A Bloomberg survey shows economists are split, with three predicting a hold and three predicting an increase to the benchmark rate.
The central bank raised Egypt’s key interest rate by 1.5 percentage points to 10.75 percent in March, days after weakening the pound by the most in over a decade in a bid to end the currency black market and attract foreign investment. It also said it would adopt a more flexible exchange rate regime, a promise that is yet to materialize.
The downside of the devaluation was clear by May. Annual core inflation, a measure of price increases of non-volatile consumer goods, reached 12.23 percent, the highest level since 2009, from 9.51 percent in April. On the black market, the Egyptian pound still traded at 10.96 per dollar, compared to the official rate of 8.88.
Government measures to boost revenue are also expected to raise prices, including further cuts to electricity subsidies and the implementation of value-added taxation. The central bank will probably raise the key rate by 50 basis points to try to peg back inflation, which may reach 15 percent in the second half of the year, said IHS Global Insight director Bryan Plamondon.
In its monetary policy committee meeting on April 28, the central bank kept rates unchanged in expectation of a “lagged effect” from the March increase. The bank said in December it aims to avoid “double-digit inflation rates over the medium term.”
The government’s budget deficit makes a further raise difficult. Even with planned revenue-saving measures, economists expect it to be 11 percent of gross domestic product in the fiscal year starting July 1. Meanwhile, about a third of public expenditure goes to servicing public debt, which stood at 98.4 percent of economic output in December, according to the finance ministry.
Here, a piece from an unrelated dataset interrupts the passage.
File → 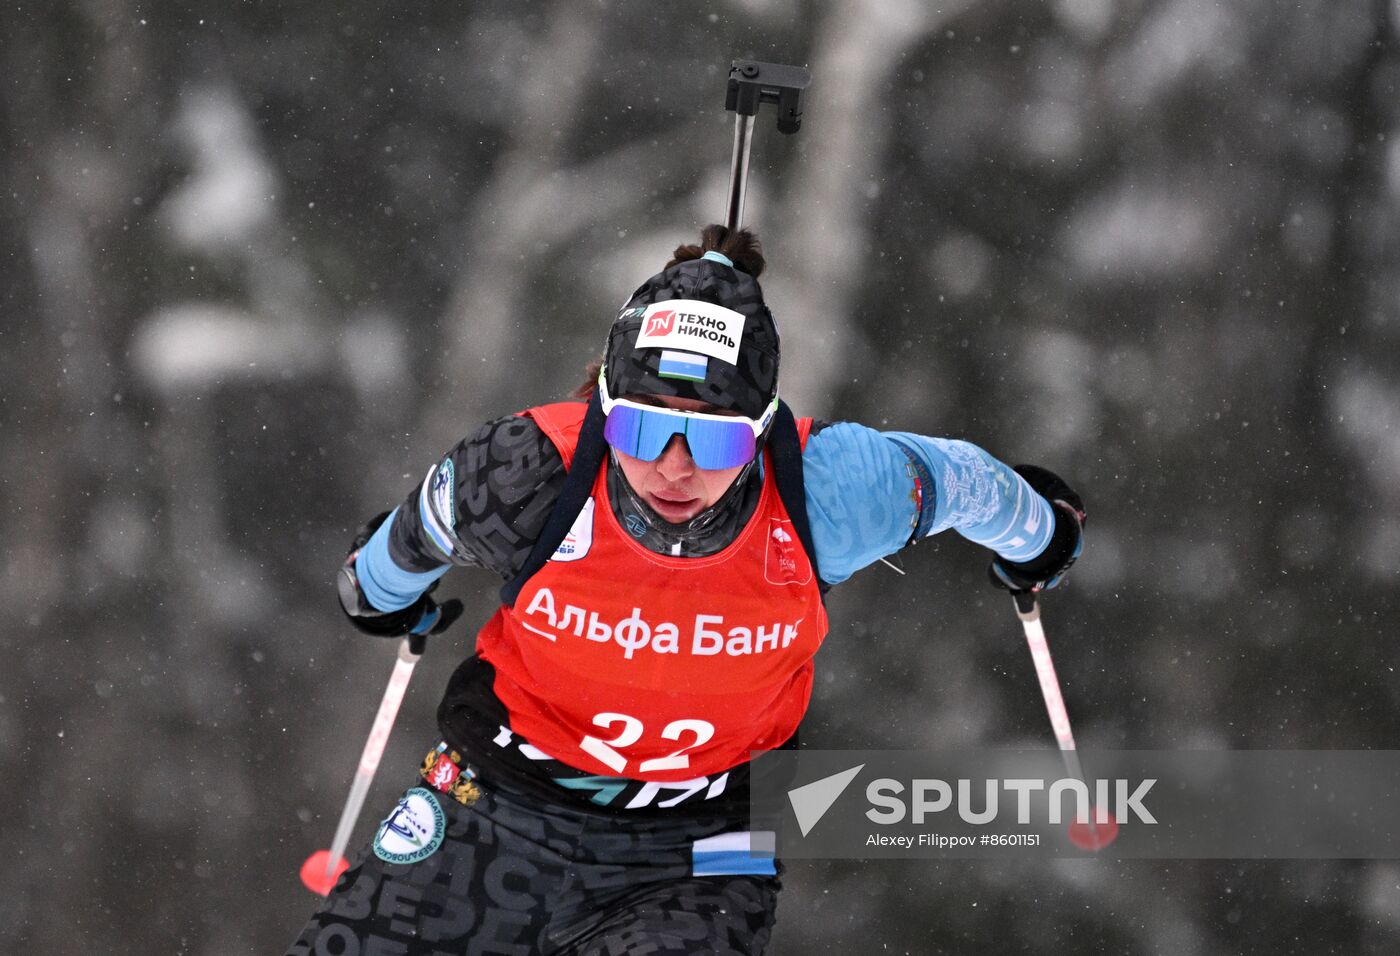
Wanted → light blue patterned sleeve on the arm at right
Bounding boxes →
[802,421,1054,584]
“The government’s extremely high cost of funding is the overriding issue here,” said Hany Genena, head of research at Beltone Financial Holding. “The government is already in a dire situation. Even a 25- or 50 basis-point increase would translate into billions of pounds in extra expenses.”
“Excessive money printing” has contributed to rising prices, even as oil and food prices have dropped globally, said Genena, who expects the bank to hold rates on Thursday. “It’s the mix of the dollar shortage and deficit monetization that lies at the heart of Egypt’s inflation dynamics.”
The government has borrowed about 500 billion pounds ($56 billion) from the central bank since 2011, according to official data. As of April, the government absorbed 35 percent of liquidity injected into the economy by the central bank, crowding out banks seeking to loan to businesses and households.
The central bank is unlikely to risk damaging the government’s efforts at fiscal consolidation, “given that the impact of higher interest rates on inflation is likely to be modest,” Jean-Michel Saliba, a Middle East and North Africa economist at Bank of America Merrill Lynch, said in an e-mail.